Cut-n-pasted for ya
U. of C. sex study sees love, loneliness
Fri Jan 9
By Peter Gorner, Tribune science reporter
The typical Chicagoan is now single for about half of his or her adult life, a shift that has had a major impact on cultural institutions and the ways people interact, University of Chicago researchers reported Thursday as part of a broad look at sexuality in the city.
While people of other generations tended to marry shortly after entering the work force and remain married to the same spouse, today's marriages occur later in life and often are briefer. That trend has led to new ways of coping, such as elaborate networks in which singles search for companionship and sex.
"Chicagoans are destined to spend half their lives as single people, and half their single years will be spent alone," said sociologist Edward O. Laumann, leader of the research team. "Yet, we already know that sexual well-being is very much associated with happiness and the quality of life. The implications for the future are troubling."

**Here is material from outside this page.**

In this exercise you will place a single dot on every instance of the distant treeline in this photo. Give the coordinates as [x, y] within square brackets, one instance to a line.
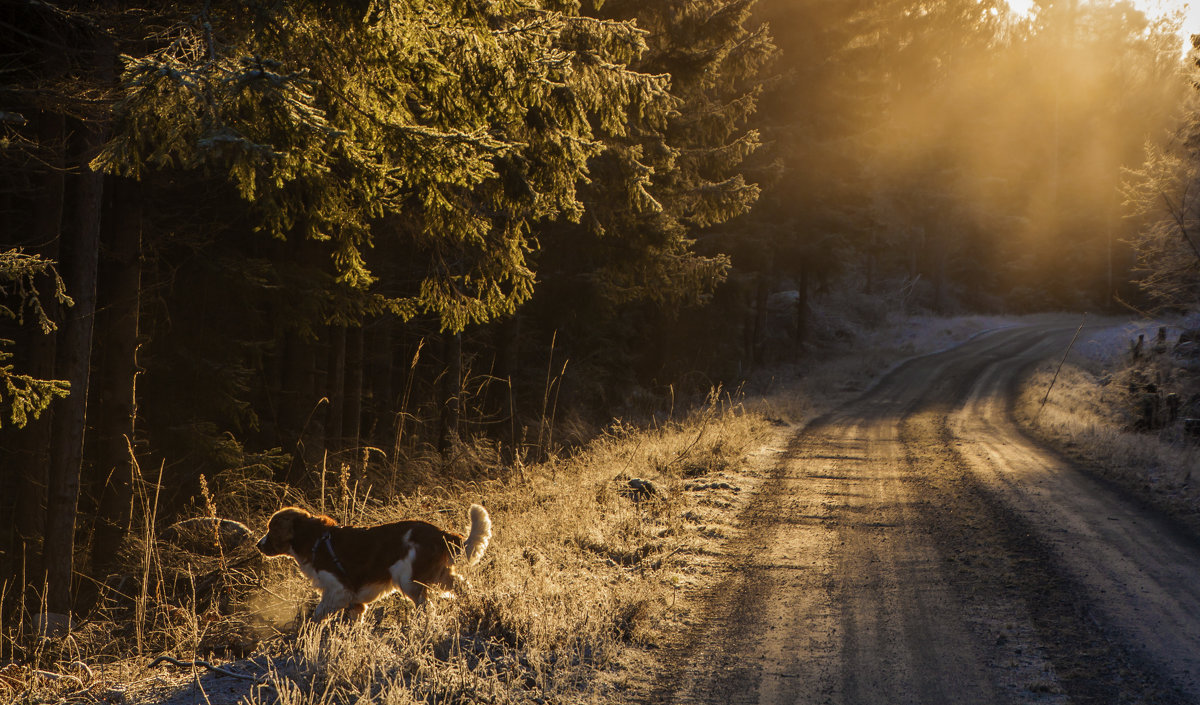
[280, 236]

The survey also found that sexual opportunities are different for men and women and are defined by racial group, neighborhood and sexual orientation. African-Americans who live on the South Side generally do not look to West Side neighborhoods for partners, for example, and people on the North Side rarely go to the South Side.
Society in general has not caught up with the changes in sexual partnering, the results indicate. For instance, gay men and gay women who are victims of domestic violence have few resources available to them.
The researchers call the Chicago Health and Social Life Survey the first representative sampling of the sex life of a major city. For the survey, 50 interviewers from the university-affiliated National Opinion Research Center conducted in-depth personal interviews with 2,114 men and women, ages 18 to 59, in the city and nearby suburbs.
The researchers also talked to 160 community representatives, including police, social workers, clergy and others.
The information was kept confidential and the team had no difficulty getting people of different cultures to respond, Laumann said.
The survey found that, on average, Chicagoans stay married for 18 years, cohabit for 3.7 years and either are unattached or dating the rest of the time.
Families, communities and local religious organizations also were found to exert enormous power in the shaping of sexual relationships.
But the change in behavioral norms brought about by early sexual maturity, cohabitation, late marriage and prevalence of divorce have consequences for city-dwellers.
"Women often have a harder time remarrying," Laumann said. "Many already have kids, and men may not want to raise other men's children."
A man in his 40s will seek a woman who is five to eight years younger, forcing older women to change their strategies for meeting partners, Laumann said.
"Even though they tend to be conservative and less permissive in their sexual attitudes, they may find themselves going to bars by themselves," Laumann said. "That's not what they were doing in their 20s."
Sexual behavior is significantly limited by such factors as neighborhood, ethnicity, sexual preference and friends, the researchers found.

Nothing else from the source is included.